The communication likes and dislikes that a non-autistic society explains why autistic people are so stigmatized. Some autistic people have genuine difficulty understanding pretenses, indirect communication, and boundaries, albeit in a much more innocuous, less obnoxious way than Michael Scott. “The Office’s” popularity reflects how invested non-autistic society is in following these rules, so it is no wonder that it shuns people who cannot follow the rules they worship.

Non-autistic society’s preference for certain types of communication is valid.
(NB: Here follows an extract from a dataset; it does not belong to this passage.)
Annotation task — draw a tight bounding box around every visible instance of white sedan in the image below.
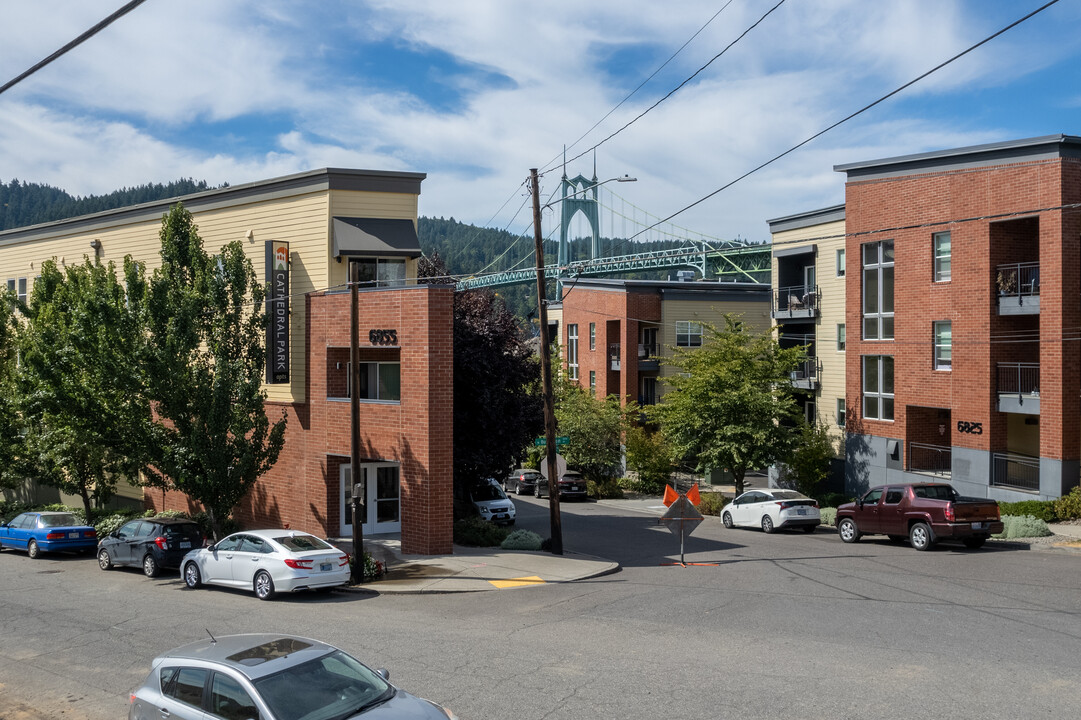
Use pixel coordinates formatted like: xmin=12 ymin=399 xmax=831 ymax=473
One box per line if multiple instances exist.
xmin=181 ymin=530 xmax=349 ymax=600
xmin=721 ymin=489 xmax=822 ymax=533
However, it’s not valid to exclude from society people who are unable to follow those preferences because their brain is physically not wired to do so. Even when we are able to accommodate non-autistic people’s communication wishes, doing so takes a lot of energy, effort, and mental health strain.

Rigidity and inflexibility are supposed hallmarks of autism, however, I would argue that non-autistic society has the same symptoms when it comes to having things their way with communication. Non-autistic society loves to claim that autistic people lack empathy or emotions. If non-autistics are really the experts on those concepts, I encourage them to show it towards autistic people. A little patience and grace go a long way. After all, nobody deserves to be treated like they’re Michael Scott. Everyone deserves to be treated the way Jim treats Pam.